Stefan Kondic is a Master in Public Affairs (MPA) candidate at The Woodrow Wilson School and Amherst College graduate with honors. His focus is on multilateral diplomacy and intergovernmental organizations and institutions, particularly the United Nations system, negotiation and conflict management.
Prevalence of religious belief and adherence have been dramatically changed by the tumultuous 20th century, and in few places is this more prevalent than in Eastern Europe. In Serbia, the prevalent faith, Eastern Orthodoxy had a complicated and evolving relationship with the government in the previous decades, with said relationship dramatically changing based on the system of government currently in place.
In the early 20th century, the Kingdom of Serbia was an independent polity, and the Serbian Orthodox Church enjoyed a great deal of prestige among the population. This remained largely unchanged after the unification of much of the Balkans into Yugoslavia, which continued the policy of laicité and ecclesiastical independence.

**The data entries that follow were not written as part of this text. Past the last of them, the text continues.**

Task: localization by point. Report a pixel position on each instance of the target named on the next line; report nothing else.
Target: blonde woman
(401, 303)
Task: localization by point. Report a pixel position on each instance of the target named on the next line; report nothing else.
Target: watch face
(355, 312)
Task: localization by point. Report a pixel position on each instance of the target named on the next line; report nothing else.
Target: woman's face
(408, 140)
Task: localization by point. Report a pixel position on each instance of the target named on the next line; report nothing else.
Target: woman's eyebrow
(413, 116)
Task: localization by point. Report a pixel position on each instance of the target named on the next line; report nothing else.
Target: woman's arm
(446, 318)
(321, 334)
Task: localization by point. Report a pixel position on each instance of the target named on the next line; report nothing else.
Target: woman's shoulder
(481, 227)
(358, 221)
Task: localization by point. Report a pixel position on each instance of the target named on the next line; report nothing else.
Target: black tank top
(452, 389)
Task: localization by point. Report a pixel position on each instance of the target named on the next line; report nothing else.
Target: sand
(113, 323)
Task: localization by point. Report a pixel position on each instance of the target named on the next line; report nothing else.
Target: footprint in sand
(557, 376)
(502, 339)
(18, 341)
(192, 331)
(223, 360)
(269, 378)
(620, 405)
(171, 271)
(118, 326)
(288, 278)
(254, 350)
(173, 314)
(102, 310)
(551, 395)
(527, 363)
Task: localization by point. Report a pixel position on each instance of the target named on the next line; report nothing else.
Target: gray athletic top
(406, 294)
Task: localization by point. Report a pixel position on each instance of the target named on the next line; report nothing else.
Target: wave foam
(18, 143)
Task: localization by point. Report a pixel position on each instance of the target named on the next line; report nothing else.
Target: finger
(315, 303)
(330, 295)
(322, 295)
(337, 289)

This changed rapidly after the Communists came to power, who at first tried to openly suppress the church, but eventually settled on employing societal pressure to discourage religious belief. As the Socialist Federal Republic of Yugoslavia began to fall apart in the late 1980s and early 1990s, religion underwent a resurgence in the country, and became instrumentalized by the emerging strongmen - a useful political and military tool to mobilize support and loyalty among the population, and justify the actions taken during the break-up of Yugoslavia. Now, the Serbian Orthodox Church is in the process of finding its own space in the democratizing politics and society of modern Serbia and defining its relationship with the Russian Orthodox Church.